On every change to the text-area, the data is saved automatically into a ClickHouse table row (one row per change).

And one way to identify and retrieve (a specific version of) the pasted content is to use a hash of the content as the UUID for the table row that contains the content.

The following diagram shows

  • the insert order of rows when the content changes (for example because of keystrokes typing the text into the text-area) and
  • the on-disk order of the data from the inserted rows when the PRIMARY KEY (hash) is used:

Because the hash column is used as the primary key column

  • specific rows can be retrieved very quickly, but
  • the table's rows (their column data) are stored on disk ordered ascending by (the unique and random) hash values. Therefore also the content column's values are stored in random order with no data locality resulting in a suboptimal compression ratio for the content column data file.

In order to significantly improve the compression ratio for the content column while still achieving fast retrieval of specific rows, pastila.nl is using two hashes (and a compound primary key) for identifying a specific row:

The following diagram shows

  • the insert order of rows when the content changes (for example because of keystrokes typing the text into the text-area) and
  • the on-disk order of the data from the inserted rows when the compound PRIMARY KEY (fingerprint, hash) is used:

Now the rows on disk are first ordered by fingerprint, and for rows with the same fingerprint value, their hash value determines the final order.

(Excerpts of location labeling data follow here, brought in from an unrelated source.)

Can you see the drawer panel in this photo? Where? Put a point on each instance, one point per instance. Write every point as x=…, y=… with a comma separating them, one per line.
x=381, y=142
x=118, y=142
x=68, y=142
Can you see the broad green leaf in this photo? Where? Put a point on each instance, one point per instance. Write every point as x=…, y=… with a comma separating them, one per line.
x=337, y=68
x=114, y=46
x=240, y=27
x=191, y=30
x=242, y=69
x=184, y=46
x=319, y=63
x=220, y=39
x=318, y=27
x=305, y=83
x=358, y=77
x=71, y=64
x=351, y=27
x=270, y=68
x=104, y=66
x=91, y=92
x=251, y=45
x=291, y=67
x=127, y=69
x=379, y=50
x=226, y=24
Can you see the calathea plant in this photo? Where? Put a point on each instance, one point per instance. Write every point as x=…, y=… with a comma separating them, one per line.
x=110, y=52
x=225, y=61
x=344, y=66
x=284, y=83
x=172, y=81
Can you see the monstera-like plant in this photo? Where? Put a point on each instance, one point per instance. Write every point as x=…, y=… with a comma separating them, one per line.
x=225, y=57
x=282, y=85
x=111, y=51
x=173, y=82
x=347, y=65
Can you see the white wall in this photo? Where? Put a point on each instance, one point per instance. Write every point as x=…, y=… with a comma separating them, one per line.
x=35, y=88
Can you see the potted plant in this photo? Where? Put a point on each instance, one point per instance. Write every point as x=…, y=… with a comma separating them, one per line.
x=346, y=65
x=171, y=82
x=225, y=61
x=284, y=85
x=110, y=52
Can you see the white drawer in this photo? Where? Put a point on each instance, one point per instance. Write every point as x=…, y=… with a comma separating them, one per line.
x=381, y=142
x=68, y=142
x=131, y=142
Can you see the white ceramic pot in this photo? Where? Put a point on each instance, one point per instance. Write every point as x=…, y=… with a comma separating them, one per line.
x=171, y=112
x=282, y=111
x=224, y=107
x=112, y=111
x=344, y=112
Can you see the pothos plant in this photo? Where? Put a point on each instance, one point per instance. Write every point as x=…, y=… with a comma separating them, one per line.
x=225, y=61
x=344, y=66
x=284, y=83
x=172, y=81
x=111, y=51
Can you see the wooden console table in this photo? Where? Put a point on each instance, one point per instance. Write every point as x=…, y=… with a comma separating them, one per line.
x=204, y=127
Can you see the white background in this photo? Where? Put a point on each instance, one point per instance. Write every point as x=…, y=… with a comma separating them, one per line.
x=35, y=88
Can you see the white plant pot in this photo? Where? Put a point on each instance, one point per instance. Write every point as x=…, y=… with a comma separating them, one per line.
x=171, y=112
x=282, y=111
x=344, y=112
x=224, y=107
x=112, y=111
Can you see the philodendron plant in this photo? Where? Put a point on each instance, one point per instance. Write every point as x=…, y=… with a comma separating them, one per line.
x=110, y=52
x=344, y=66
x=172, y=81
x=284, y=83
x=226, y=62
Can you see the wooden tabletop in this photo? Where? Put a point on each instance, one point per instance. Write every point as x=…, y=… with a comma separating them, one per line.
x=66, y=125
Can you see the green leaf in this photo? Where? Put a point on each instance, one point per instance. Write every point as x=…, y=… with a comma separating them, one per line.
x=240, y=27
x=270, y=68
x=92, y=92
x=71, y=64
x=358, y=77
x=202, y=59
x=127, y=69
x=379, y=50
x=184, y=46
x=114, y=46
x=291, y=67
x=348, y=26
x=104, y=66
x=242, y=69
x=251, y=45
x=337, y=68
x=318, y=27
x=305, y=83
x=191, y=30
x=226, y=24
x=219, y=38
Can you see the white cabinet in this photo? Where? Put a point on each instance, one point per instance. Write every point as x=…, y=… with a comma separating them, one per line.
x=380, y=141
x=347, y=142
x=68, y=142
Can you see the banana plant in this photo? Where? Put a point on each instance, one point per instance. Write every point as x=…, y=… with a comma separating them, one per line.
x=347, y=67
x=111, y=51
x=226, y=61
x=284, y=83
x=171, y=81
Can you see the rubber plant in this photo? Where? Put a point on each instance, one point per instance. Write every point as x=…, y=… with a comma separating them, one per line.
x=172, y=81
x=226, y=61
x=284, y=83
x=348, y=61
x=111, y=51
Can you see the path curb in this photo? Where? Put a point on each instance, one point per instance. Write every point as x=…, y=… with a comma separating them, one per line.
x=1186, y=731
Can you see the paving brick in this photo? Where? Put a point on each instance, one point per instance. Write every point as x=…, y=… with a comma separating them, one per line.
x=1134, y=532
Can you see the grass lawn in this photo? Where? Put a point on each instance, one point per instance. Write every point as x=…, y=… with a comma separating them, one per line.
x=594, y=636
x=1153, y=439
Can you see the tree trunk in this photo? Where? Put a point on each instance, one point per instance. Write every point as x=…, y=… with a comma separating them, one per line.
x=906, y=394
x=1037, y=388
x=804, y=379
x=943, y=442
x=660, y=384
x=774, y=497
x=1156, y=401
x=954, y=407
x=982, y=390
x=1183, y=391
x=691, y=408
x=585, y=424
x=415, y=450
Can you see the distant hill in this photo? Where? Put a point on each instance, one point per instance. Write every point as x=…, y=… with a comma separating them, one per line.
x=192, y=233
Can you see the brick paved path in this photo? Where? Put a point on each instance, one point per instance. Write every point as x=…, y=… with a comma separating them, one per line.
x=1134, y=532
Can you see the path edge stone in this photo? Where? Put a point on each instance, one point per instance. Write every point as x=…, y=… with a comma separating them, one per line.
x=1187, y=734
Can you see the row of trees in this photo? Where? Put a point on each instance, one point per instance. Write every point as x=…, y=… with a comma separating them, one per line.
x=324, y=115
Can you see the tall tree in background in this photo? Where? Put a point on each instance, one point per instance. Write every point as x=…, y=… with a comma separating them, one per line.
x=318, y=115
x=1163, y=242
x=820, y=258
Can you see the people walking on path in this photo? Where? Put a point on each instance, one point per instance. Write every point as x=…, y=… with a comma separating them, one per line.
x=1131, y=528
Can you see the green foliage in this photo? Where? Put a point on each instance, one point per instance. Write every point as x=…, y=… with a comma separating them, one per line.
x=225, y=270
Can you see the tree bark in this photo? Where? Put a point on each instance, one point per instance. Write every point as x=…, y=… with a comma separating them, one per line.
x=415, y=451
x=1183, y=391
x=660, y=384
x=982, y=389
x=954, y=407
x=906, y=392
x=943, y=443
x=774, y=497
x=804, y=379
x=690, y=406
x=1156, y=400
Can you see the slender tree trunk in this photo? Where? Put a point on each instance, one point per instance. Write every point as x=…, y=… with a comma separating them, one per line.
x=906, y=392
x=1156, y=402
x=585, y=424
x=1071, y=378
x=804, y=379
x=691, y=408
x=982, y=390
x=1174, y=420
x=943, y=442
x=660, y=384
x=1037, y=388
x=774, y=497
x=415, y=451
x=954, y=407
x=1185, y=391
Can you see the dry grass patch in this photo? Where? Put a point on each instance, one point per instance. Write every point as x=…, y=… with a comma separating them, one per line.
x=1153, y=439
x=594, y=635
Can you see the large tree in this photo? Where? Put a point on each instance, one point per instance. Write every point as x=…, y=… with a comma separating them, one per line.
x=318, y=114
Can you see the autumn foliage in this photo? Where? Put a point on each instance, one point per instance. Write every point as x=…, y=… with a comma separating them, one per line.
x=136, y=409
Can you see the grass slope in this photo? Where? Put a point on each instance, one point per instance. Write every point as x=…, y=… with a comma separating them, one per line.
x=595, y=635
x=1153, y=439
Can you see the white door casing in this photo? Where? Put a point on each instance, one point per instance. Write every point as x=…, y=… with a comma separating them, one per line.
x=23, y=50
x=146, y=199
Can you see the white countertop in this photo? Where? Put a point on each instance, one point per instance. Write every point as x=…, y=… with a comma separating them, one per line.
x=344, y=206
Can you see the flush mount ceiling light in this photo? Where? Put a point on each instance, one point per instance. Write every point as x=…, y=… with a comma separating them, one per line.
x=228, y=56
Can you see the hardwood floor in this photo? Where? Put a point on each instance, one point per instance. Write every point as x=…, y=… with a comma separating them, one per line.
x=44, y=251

Because data that differs only in small changes is getting the same fingerprint value, similar data is now stored on disk close to each other in the content column. And that is very good for the compression ratio of the content column, as a compression algorithm in general benefits from data locality (the more similar the data is the better the compression ratio is).

The compromise is that two fields (fingerprint and hash) are required for the retrieval of a specific row in order to optimally utilise the primary index that results from the compound PRIMARY KEY (fingerprint, hash).